There are two sides to Thiago Rodríguez, the Portuguese director who has led the Avignon Festival since last year. One — gentle, introspective, dedicated to dissecting intimate human conflicts — has long been evident in his stage productions. This includes Hecuba, Not Hecuba, his latest premiere in Avignon, in which a mother fights for justice after her son is abused by a state institution.
On the other hand, Rodrigues also proved to be a militant, politically outspoken leader for the French festival, an event in the international theatrical calendar. Tensions have been rising in France since the far-right National Rally party came out on top in the first round of snap parliamentary elections last weekend, and Rodrigues’ response was forceful: Avignon, he told the France Info television stationit would become a “festival of resistance”.
On Thursday, Rodrigues put together an evening of last-minute programming aimed at “mobilizing against the far right” ahead of the second round of voting this Sunday. After the performance of Angélica Liddell’s ‘Dämon: El Funeral de Bergman’, the Cour d’Honneur, Avignon’s largest stage, was given over to willing artists, politicians and union leaders from 1am to 6am.
Choreographer Boris Charmatz opened the evening with about 100 dancers performing a group reinterpretation of “Revolutionary,” a provocative 1922 dance by Isadora Duncan. JoeyStarr, a French rapper, recited a poem by Léon-Gontran Damas.
Despite the late hour, the nearly 2,000 seats were packed and a roar filled the air when Rodrigues, whose father was an anti-fascist activist in Portugal, finally appeared on stage. “My name is Thiago Rodríguez and I work for the Avignon Festival,” he said modestly. “This is a night of democratic union, strength and hope.”
Shortly before, around midnight, a performance of “Hecuba, Not Hecuba” had wrapped up at the Boulbon Quarry, an open-air space 10 miles from the city. The mood there was calmer: Before the show, as festival-goers debated the merits of various artists over drinks, it felt like a normal night out in Avignon.

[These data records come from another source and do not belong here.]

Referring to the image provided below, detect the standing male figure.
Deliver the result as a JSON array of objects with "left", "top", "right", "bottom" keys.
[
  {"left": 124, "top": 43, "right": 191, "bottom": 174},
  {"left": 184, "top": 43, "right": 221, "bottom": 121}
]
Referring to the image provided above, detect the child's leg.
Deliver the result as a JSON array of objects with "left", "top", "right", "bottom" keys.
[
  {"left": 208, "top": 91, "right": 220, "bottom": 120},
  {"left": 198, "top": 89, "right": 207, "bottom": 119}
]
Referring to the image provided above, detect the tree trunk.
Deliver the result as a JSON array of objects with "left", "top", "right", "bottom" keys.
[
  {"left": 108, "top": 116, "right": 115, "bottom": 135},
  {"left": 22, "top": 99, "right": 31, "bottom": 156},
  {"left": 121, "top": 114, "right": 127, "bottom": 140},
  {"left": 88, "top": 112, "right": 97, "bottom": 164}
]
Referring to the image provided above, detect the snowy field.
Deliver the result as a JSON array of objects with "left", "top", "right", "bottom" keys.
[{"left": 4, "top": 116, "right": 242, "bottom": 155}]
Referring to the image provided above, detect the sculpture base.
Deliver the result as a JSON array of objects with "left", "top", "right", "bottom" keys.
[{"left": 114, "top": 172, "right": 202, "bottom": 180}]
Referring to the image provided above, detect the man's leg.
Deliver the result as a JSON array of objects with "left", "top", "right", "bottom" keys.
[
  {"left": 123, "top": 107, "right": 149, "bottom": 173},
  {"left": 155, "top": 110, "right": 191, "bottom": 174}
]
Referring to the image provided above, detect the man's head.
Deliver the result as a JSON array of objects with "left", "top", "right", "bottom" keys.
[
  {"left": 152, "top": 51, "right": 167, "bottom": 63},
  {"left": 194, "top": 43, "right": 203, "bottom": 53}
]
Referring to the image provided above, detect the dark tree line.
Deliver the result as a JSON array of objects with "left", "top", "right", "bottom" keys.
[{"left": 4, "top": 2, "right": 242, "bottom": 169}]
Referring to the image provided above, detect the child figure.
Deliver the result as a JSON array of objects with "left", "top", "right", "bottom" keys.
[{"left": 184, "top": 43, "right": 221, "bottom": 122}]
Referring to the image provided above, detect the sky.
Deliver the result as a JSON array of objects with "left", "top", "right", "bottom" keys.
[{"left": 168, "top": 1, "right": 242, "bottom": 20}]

And the complex structure of “Hecuba, Not Hecuba” invites a different kind of audience attention. Written by Rodrigues himself for the Paris-based Comédie-Française troupe, it combines two stories. The first is Euripides’ Ekuva, a rare ancient Greek tragedy, whose central character seeks revenge after the death of her son. The second centers on a fictional actress, Nadia Roger, whose autistic son has been abused in a state-run home for disabled children (a story inspired by real events that took place in Switzerland, according to Rodriguez).
Nadia turns to the legal system for justice as she prepares to play Hecuba on stage — and slowly but surely, Rodrigues blurs the lines between the two characters. In the role, Elsa Lepoivre, a Comédie-Française stalwart, is stunning as she shifts between the two women’s subtly different ways of grieving, her facial expressions flickering back and forth.
Rodrigues is adept at setting up multifaceted characters in a few quick strokes, and the rest of the Comédie-Française cast is playfully introduced in the opening scene, a table that reads “Hecuba.” Loïc Corbery pokes fun at the proceedings as the intense actor who immediately pulls it off. Denis Podalydès, one of the best-known members of the troupe, leans effectively into his increasingly maddened stage persona, complaining that “Euripides deserved better.”
The rest of the seven-member cast often acts as a Greek chorus, transitioning from their role in “Hecuba” to commenting on Nadia’s increasingly precarious state of mind. Podalydès doubles as an initially taciturn prosecutor who takes on Nadia’s case against the institution where her son, Otis, was kicked and threatened by staff members, along with other children with special needs.
Like Hecuba, who finally takes matters into her own hands by attacking her son’s killer, Nadia struggles with what justice means. If the institution was chronically underfunded and understaffed, does the blame lie with the employees who abused children or the state?
Some parts of “Hecuba, Not Hecuba” are confusing by Rodrigues standards. It spins a story from Otis’ beloved cartoon series, starring a dog, to set Nadia’s ‘barking’ – as she puts it – against the system. In some mythological stories, Hecuba also turns into a dog, and a large statue of a dog is the only real decorative element in the Boulbon quarry, which seemed too huge for the production. (In a funny aside, Corbéry, as one of the “Hecuba” actors, correctly quips about the set: “We don’t know what it’s for, but it’s impressive.”)
Yet, as often in his theatrical work, Rodrigues deftly steers the audience toward empathy: for Nadia and Otis, but also for more complex characters. At one point, underpaid, marginalized caregivers are pleading with the prosecutor to understand the working conditions that led to abuse.
The tone may be very different from Rodrigues’ impromptu night of anti-right-wing demonstrations, but his core beliefs are evident either way. What will “resistance” mean if the far-right party wins a big victory in France on Sunday? Time will tell, but both Rodrigues the leader and Rodrigues the narrator clearly have plenty of fight left in them.